4 Aralık 2013 Çarşamba

artık...



Kavanozu açtı, zeytinyağının içinde bekleyen kuru domateslerden aldı, kıyıp bir dilim tost ekmeğinin üzerine yaydı, diğer kavanozdan aldığı közlenmiş isot biberleri de,  biraz kaşar, sucuk. Tostunu yaptı, yanına da demli bir çay doldurdu. Akşam öğünüydü bu. Yalnızlığı seçtiğinden beri yemek ve ev işlerini de unutmuştu. Mümkün mertebe kolay yollu hallediyordu bu meseleleri. Yalnızlığı seçtiğinden beri tek bir yaprak dahi sarmamıştı, ne kek, ne kurabiye pişirmişti. Envai çeşit alet edevatı vardı oysa bir vakitler mutfağında.

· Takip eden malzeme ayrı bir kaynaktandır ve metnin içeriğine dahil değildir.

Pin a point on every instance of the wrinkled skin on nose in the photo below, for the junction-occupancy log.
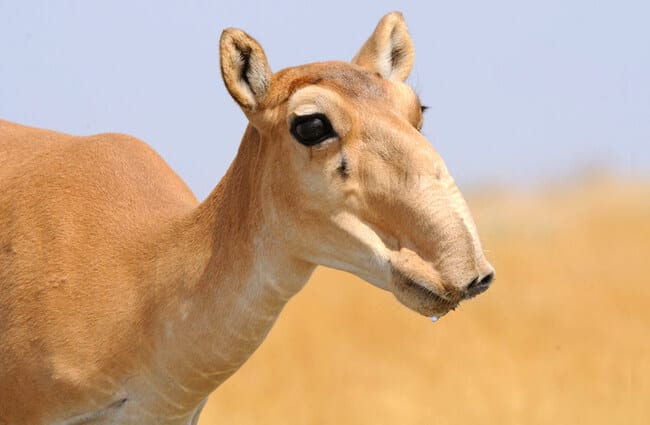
(422, 217)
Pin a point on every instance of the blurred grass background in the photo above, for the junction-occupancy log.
(561, 337)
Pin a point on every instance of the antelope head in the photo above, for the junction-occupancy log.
(346, 178)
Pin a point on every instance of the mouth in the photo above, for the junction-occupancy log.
(420, 297)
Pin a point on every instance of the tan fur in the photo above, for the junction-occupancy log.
(124, 300)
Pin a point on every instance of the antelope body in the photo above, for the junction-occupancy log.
(124, 300)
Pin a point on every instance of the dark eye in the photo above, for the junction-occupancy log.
(310, 130)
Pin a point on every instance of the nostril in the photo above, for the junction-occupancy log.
(487, 279)
(478, 285)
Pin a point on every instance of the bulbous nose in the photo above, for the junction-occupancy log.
(478, 285)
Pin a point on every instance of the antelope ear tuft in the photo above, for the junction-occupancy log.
(244, 68)
(389, 51)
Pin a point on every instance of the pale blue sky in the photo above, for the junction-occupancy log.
(520, 92)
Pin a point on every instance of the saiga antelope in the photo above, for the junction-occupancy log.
(125, 301)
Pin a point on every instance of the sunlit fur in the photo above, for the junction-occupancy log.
(124, 300)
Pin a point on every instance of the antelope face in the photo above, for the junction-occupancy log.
(347, 179)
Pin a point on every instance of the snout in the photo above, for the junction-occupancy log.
(478, 285)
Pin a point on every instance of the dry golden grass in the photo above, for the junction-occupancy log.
(561, 338)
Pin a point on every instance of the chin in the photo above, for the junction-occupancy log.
(420, 296)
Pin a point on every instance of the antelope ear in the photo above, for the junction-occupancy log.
(244, 68)
(389, 51)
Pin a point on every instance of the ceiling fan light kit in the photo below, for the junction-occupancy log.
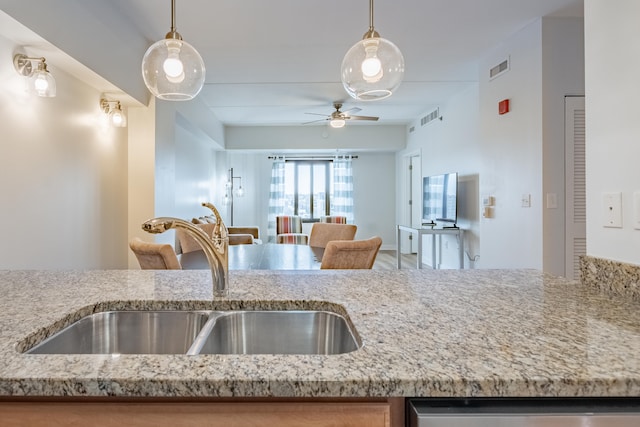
(373, 68)
(171, 68)
(338, 119)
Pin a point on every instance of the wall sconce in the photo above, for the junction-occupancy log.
(43, 82)
(230, 192)
(113, 110)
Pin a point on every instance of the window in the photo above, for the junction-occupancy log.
(307, 188)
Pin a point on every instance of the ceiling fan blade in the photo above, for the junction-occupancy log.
(361, 118)
(315, 121)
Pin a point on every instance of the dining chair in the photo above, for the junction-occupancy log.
(155, 256)
(243, 230)
(351, 254)
(292, 238)
(322, 233)
(240, 239)
(334, 219)
(289, 230)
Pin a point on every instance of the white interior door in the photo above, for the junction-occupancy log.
(416, 197)
(575, 182)
(411, 200)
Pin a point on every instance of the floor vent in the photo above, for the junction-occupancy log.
(499, 69)
(435, 114)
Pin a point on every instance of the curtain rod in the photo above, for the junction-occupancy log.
(326, 157)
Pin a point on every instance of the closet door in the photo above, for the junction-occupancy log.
(575, 182)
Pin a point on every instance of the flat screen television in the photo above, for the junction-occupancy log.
(440, 198)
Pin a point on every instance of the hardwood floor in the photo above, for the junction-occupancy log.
(386, 260)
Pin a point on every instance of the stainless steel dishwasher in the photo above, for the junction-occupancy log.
(515, 412)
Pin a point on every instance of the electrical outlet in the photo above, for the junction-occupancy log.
(612, 210)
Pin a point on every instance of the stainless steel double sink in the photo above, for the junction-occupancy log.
(194, 332)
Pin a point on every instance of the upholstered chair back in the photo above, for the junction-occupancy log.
(155, 256)
(288, 224)
(334, 219)
(322, 233)
(351, 254)
(292, 238)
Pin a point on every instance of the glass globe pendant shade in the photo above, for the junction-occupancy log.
(372, 69)
(173, 70)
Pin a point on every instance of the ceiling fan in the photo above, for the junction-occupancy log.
(338, 118)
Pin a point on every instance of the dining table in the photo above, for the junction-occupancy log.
(266, 256)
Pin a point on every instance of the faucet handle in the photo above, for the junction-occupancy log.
(220, 230)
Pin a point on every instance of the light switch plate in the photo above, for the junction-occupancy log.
(612, 210)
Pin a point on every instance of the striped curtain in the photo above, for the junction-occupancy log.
(276, 197)
(342, 197)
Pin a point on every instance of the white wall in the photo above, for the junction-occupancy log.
(612, 57)
(63, 177)
(506, 156)
(141, 173)
(185, 164)
(452, 145)
(511, 147)
(562, 75)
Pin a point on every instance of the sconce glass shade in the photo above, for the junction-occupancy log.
(117, 118)
(40, 78)
(44, 83)
(172, 69)
(372, 69)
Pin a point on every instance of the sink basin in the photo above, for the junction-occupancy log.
(127, 332)
(278, 332)
(203, 332)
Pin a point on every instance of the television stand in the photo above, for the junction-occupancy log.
(433, 231)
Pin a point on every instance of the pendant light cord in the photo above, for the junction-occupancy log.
(173, 16)
(370, 15)
(371, 32)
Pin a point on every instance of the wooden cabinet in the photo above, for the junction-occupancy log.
(261, 413)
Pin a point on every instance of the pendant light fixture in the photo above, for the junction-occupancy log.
(373, 68)
(171, 68)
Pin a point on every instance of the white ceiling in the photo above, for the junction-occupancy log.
(271, 62)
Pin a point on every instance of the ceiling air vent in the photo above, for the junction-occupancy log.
(435, 114)
(499, 69)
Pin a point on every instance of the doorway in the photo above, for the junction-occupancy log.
(411, 200)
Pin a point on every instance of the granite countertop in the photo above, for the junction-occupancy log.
(425, 333)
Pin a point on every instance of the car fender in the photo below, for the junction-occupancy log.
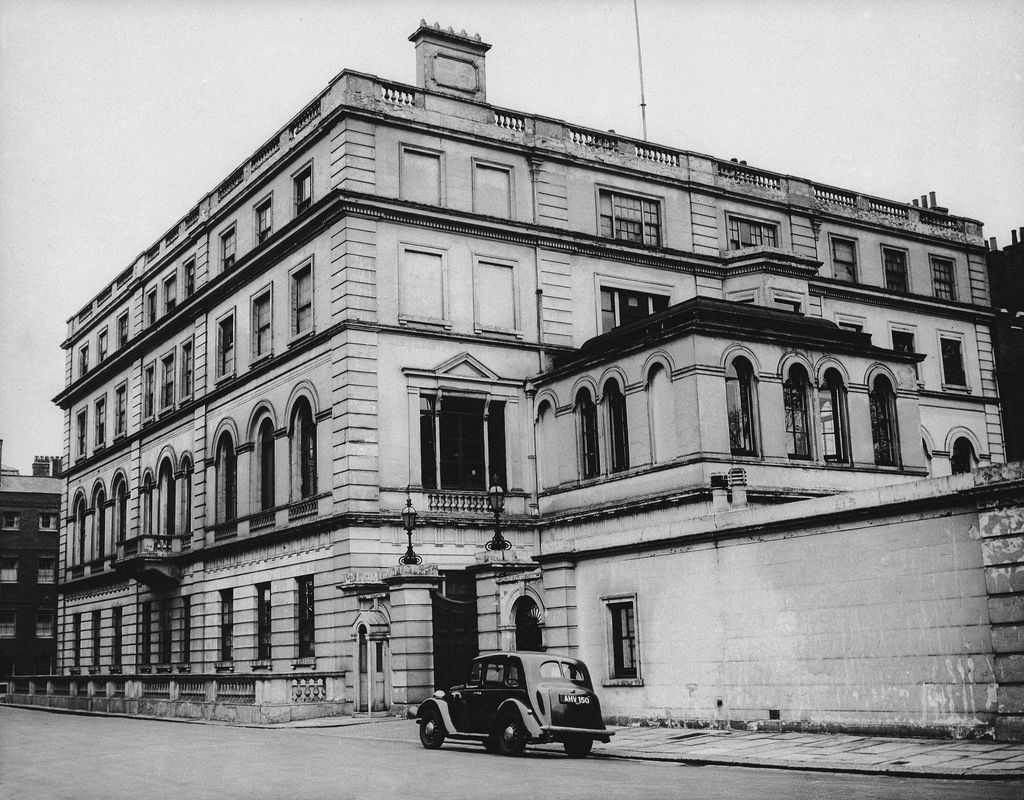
(442, 710)
(525, 713)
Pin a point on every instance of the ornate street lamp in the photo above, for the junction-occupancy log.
(409, 520)
(496, 497)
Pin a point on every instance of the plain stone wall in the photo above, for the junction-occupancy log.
(875, 624)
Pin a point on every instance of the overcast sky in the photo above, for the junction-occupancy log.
(116, 117)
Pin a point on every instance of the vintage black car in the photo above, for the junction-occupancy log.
(515, 699)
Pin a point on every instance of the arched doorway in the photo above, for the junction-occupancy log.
(527, 625)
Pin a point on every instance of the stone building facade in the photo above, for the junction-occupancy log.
(409, 296)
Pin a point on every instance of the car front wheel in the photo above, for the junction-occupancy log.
(431, 730)
(511, 733)
(579, 747)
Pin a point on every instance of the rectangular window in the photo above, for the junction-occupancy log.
(8, 569)
(100, 422)
(151, 306)
(44, 625)
(96, 630)
(421, 176)
(225, 346)
(844, 259)
(264, 220)
(622, 306)
(263, 621)
(145, 633)
(462, 443)
(123, 330)
(188, 272)
(148, 390)
(493, 191)
(226, 624)
(117, 626)
(167, 381)
(81, 429)
(943, 282)
(303, 187)
(120, 410)
(302, 300)
(630, 218)
(185, 629)
(307, 618)
(47, 571)
(623, 639)
(227, 244)
(261, 325)
(186, 370)
(953, 373)
(750, 233)
(895, 267)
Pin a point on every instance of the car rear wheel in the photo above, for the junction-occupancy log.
(431, 730)
(511, 733)
(579, 747)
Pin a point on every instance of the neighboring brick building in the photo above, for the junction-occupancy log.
(30, 522)
(410, 297)
(1006, 274)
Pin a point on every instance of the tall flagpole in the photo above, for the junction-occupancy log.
(643, 103)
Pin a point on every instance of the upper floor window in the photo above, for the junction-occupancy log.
(844, 259)
(123, 330)
(261, 331)
(751, 233)
(622, 306)
(617, 427)
(953, 373)
(225, 346)
(590, 457)
(834, 413)
(264, 220)
(739, 397)
(943, 279)
(302, 300)
(630, 218)
(303, 187)
(796, 391)
(227, 247)
(882, 401)
(895, 266)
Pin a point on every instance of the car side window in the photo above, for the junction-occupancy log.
(494, 674)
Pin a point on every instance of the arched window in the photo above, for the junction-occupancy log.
(796, 402)
(186, 470)
(80, 519)
(99, 521)
(834, 415)
(264, 464)
(590, 459)
(617, 430)
(147, 505)
(120, 509)
(168, 503)
(739, 402)
(303, 446)
(882, 400)
(225, 479)
(962, 458)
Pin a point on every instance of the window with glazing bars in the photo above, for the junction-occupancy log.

Kediyi ve şiir kitaplarını almıştı yalnızca evden. Her şeyi bırakıp çıkmıştı.  Tıka basa dolu iki valizi almadığına şaşırmıştı adam.  Neler yoktu ki o valizlerde: saç teli, içilmiş sigara, fotoğraflar, notlar yazılmış küçük kağıtlar, tavşan niyetleri, toka, anahtarlık, hatta kürdan, çorap, gazeteden kesilmiş kağıt parçaları, kırık tek küpe, peçete ve başka bir dolu anı parçası... Sorsanız tek tek her birinin hikayesini anlatabilirdi bir çırpıda.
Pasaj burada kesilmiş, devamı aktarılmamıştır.